Padding scipy affine_transform output to show non-overlapping regions of transformed images

Question

I have source (src) image(s) I wish to align to a destination (dst) image using an Affine Transformation whilst retaining the full extent of both images during alignment (even the non-overlapping areas).

I am already able to calculate the Affine Transformation rotation and offset matrix, which I feed to scipy.ndimage.interpolate.affine_transform to recover the dst-aligned src image.

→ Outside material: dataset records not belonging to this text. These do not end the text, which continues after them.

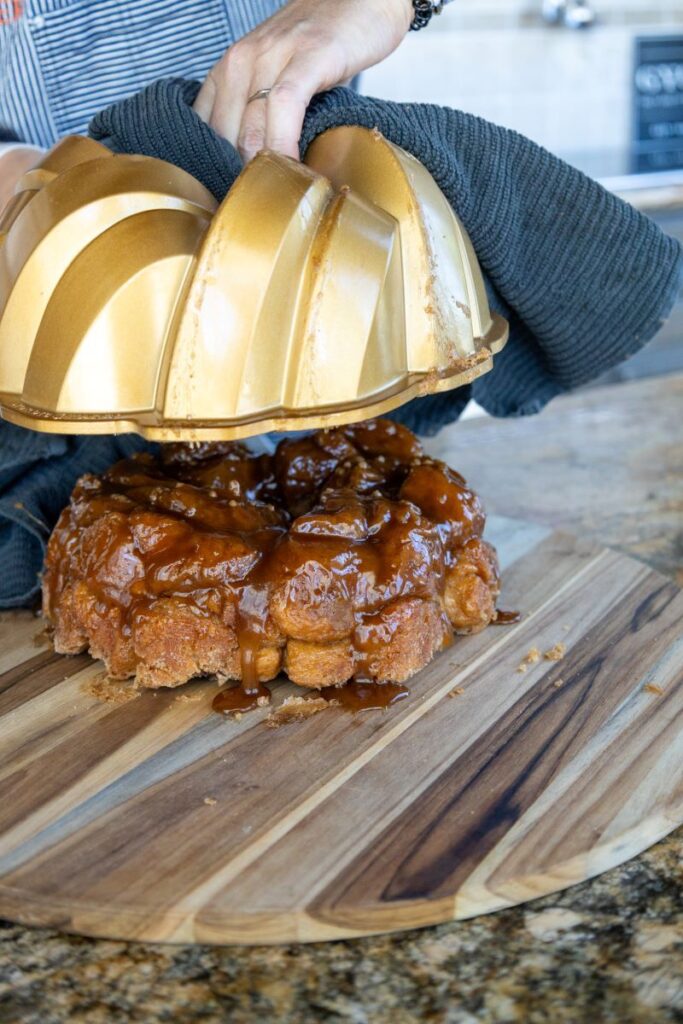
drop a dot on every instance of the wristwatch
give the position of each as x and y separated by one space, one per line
424 11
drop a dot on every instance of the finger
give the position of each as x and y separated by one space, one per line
233 77
252 130
288 102
206 97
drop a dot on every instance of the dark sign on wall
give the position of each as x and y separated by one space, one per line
657 143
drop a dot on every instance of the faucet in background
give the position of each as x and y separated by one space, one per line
570 13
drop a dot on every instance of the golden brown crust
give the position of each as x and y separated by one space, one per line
342 556
318 665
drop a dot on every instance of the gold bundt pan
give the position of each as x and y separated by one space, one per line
313 295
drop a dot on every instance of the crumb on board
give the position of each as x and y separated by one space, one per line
296 710
111 690
556 653
530 657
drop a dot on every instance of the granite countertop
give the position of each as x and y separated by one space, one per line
605 463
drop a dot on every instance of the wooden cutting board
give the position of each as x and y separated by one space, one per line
160 819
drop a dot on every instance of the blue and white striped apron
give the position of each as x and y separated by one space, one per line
62 60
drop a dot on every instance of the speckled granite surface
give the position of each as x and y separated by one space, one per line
608 950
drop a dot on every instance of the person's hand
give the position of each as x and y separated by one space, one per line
305 47
13 164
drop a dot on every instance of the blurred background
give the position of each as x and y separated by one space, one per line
598 82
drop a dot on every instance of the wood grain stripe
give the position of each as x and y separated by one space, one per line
343 825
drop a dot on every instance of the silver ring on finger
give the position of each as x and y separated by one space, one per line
259 94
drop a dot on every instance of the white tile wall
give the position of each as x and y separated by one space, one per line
568 90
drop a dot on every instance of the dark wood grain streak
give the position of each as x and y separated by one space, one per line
434 845
34 677
157 819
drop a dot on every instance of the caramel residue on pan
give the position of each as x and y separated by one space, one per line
188 697
109 690
556 653
296 710
530 657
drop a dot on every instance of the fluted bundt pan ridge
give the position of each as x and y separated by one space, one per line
316 294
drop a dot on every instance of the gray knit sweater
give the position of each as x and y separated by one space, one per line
584 279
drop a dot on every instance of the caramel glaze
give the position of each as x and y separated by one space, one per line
347 555
357 696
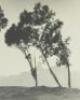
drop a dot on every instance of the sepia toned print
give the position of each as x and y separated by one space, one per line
39 50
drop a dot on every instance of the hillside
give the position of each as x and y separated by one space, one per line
39 93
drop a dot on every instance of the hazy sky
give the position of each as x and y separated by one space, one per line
12 60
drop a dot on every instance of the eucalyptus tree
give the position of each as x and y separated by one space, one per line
3 19
52 44
38 28
21 37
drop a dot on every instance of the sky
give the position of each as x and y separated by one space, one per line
12 61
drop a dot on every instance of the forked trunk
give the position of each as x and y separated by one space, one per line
52 73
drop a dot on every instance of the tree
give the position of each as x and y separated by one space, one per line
39 29
20 37
3 19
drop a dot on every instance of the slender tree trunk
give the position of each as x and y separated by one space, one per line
69 77
33 70
52 73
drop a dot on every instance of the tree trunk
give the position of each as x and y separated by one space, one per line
52 73
33 70
69 77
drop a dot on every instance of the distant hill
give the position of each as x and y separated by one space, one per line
44 78
38 93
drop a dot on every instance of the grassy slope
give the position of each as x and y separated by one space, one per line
39 93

The problem is that, when the images are not fuly overlapping, the resultant image is cropped to only the common footprint of the two images. What I need is the full extent of both images, placed on the same pixel coordinate system. This question is almost a duplicate of this one - and the excellent answer and repository there provides this functionality for OpenCV transformations. I unfortunately need this for scipy's implementation.

Much too late, after repeatedly hitting a brick wall trying to translate the above question's answer to scipy, I came across this issue and subsequently followed to this question. The latter question did give some insight into the wonderful world of scipy's affine transformation, but I have as yet been unable to crack my particular needs.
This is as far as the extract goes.